Cogeneration plants in the US state of Pennsylvania are struggling as a result of a combination of sluggish economy and cheaper gas.
Citizens’ Voice reports that CHP plants in the state who usually burn coal waste are feeling the effects of the decline in coal, being unable to sell the electricity it generates and stay economically afloat.
The Anthracite Region Independent Power Producers Association, a trade association representing Pennsylvania’s 14 generating plants, urged members of the Senate Environmental Resources and Energy Committee who held a public hearing in Jim Thorpe on Tuesday morning to preserve a recently-adopted tax credit measure that is set to increase from $7.5 million to $10 million per year in 2017 — and to explore other opportunities for economic support and regulatory relief that would help to keep the plants operating.
Matt Cochran, asset manager for Olympus Power, which owns and operates Panther Creek, said the tax credit will allow Panther Creek and other cogeneration plants to bring in coal waste fuel from further away and still make money.

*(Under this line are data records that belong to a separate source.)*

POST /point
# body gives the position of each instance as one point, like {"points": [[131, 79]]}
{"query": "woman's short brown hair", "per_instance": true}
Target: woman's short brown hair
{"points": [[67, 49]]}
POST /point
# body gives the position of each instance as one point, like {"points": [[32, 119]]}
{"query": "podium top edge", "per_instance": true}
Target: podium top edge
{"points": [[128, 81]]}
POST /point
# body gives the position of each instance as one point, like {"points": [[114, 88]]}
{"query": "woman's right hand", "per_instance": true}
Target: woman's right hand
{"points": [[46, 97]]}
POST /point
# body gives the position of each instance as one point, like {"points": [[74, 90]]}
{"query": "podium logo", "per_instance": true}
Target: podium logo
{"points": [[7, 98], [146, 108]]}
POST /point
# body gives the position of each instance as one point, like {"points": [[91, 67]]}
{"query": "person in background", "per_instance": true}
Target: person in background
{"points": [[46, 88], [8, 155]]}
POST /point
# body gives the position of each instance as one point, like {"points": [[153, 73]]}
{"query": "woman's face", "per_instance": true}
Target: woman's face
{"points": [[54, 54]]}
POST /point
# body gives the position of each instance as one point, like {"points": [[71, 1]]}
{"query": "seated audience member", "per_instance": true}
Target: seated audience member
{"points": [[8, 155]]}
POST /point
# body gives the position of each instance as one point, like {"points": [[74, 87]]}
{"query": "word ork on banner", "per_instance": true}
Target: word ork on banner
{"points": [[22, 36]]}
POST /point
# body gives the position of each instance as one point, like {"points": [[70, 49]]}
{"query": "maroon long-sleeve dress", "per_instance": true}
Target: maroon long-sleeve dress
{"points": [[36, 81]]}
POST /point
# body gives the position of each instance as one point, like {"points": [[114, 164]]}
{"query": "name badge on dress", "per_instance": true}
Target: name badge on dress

“It allows us to reduce the cost of the waste coal for processing on-site,” Cochran said. “It helps us to reduce our overall operating expenses. It’s been monumental for us.”
George Ellis, ARIPPA’s executive director, said his organization conducted a study that showed there are many economic benefits to cogeneration.

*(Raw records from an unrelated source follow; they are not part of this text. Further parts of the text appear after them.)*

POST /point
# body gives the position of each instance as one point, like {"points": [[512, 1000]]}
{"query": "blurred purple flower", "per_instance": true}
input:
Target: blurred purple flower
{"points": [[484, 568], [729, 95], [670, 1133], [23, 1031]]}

“We are an economic engine,” Ellis said. “The study found that we benefited the state, from an environmental standpoint, $26 million a year over 20 years. We pay $20 million a year in taxes and fees. We generate annual economic benefits of $740 million.”
State Sen. John Yudichak D-14, Plymouth Township, said if the cogeneration industry went away, the task of reclaiming the remaining 300 million acres of scarred mine land will fall back on the people of Pennsylvania.
The cogeneration industry in Pennsylvania includes 800 direct and 4,400 indirect jobs.